Vornado wins WTC lease
NEW YORK (Reuters) - Vornado Realty Trust Thursday won the bidding for a 99-year lease on New York City's famed World Trade Center with a $3.25 billion offer.
The Port Authority of New York and New Jersey chose Paramus, N.J.-based Vornado (VNO: Research, Estimates) from a group of bidders including Silverstein Properties and a joint bid by Brookfield Properties Corp. and Boston Properties Inc.
After a meeting of the Port Authority's board, it said it had entered into a 20-day exclusive negotiating period with Vornado.
The winning bid grants a 99-year lease on the two 110-floor, 1,368-foot twin towers, two other office buildings and a 90-store mall.
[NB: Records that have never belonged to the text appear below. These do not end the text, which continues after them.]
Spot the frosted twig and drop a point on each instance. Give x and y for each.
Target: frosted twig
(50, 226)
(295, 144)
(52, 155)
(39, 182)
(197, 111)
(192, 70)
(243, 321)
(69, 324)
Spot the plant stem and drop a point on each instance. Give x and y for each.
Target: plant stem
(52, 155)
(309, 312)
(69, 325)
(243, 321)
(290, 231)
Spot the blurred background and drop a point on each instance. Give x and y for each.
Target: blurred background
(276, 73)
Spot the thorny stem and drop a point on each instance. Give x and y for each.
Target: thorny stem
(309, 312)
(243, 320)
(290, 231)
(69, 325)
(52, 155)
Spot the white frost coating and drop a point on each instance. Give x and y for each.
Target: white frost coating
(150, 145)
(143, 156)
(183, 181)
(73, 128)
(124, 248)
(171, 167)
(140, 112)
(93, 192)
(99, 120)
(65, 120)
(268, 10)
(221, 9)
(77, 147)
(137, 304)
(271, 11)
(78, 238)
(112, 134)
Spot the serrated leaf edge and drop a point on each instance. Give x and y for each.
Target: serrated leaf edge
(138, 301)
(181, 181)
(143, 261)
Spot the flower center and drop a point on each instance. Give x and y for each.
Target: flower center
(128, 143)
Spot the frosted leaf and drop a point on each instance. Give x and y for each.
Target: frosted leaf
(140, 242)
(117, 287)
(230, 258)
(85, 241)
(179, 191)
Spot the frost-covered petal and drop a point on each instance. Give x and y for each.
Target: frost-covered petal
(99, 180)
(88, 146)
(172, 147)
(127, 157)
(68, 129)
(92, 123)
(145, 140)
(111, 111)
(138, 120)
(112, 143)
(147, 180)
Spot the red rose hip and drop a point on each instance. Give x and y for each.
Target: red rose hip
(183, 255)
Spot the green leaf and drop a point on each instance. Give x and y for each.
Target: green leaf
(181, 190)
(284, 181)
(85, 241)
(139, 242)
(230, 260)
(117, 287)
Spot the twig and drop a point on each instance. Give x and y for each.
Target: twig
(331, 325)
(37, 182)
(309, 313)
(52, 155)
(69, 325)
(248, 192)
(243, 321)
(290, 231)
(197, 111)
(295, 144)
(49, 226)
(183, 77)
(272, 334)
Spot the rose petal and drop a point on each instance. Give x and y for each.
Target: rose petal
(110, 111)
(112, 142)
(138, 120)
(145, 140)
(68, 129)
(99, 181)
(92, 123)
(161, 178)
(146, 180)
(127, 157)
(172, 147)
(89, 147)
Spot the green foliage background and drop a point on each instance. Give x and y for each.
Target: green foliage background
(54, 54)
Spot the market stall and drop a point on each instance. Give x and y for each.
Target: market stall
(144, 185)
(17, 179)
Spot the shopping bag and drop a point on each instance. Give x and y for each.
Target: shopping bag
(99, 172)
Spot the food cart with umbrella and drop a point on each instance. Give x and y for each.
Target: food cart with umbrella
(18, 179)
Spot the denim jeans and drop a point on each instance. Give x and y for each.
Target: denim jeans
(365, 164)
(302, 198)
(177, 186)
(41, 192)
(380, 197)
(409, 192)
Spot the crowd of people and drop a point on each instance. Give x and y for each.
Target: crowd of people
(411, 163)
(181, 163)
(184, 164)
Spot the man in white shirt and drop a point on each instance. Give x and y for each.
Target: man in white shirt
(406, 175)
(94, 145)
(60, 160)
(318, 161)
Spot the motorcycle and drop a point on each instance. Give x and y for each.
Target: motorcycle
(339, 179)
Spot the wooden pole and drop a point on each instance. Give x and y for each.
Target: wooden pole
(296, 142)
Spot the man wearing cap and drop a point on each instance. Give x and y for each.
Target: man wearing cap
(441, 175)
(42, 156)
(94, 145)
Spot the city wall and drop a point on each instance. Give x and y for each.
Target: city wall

The Port Authority will remain the landlord with title to the land the properties occupy.
The World Trade Center, which sits on 16 acres in lower Manhattan, has seven times the office space of another of New York's landmark buildings, the 102-story Empire State Building.
"It has been a long process but a good process, and we are now continuing with Gov. George Pataki's promise to privatize assets that are not related to the core mission of the Port Authority, such as the Vista Hotel, which was privatized, and now the World Trade Center," Charles Gargano, vice chairman of the board, told Reuters.
"We can move forward with a lot of funds now to work on more transportation for the region which is what we're all about," he added.
The Port Authority is scheduled to meet March 14 to approve a final contract. A Port Authority source said the manner of payment is one of the items that will be under negotiation.
The twin towers have become a major New York tourist attraction since they were opened in 1970, with a sightseeing platform on the roof and a popular restaurant bar called Windows on the World, where cocktail drinkers can watch the sun go down over the Statue of Liberty and New Jersey.
The World Trade Center has seen hang-gliders jump off the roof, "Spiderman" climbers rappel up the side and a tight-rope walker's high-wire stroll between the towers. It has also seen tragedy with suicides in the early years and a February 1993 terrorist bombing that killed six people.
Whether New York City will get tax revenue from the World Trade Center under Vornado as lease holder was not immediately known. Currently, the Port Authority gives the city a payment in lieu of taxes, which amounted to about $29 million last year. City officials have said they could get four times that in taxes from the tenants of the complex.
Shares of Vornado closed Thursday down 95 cents at $34.57.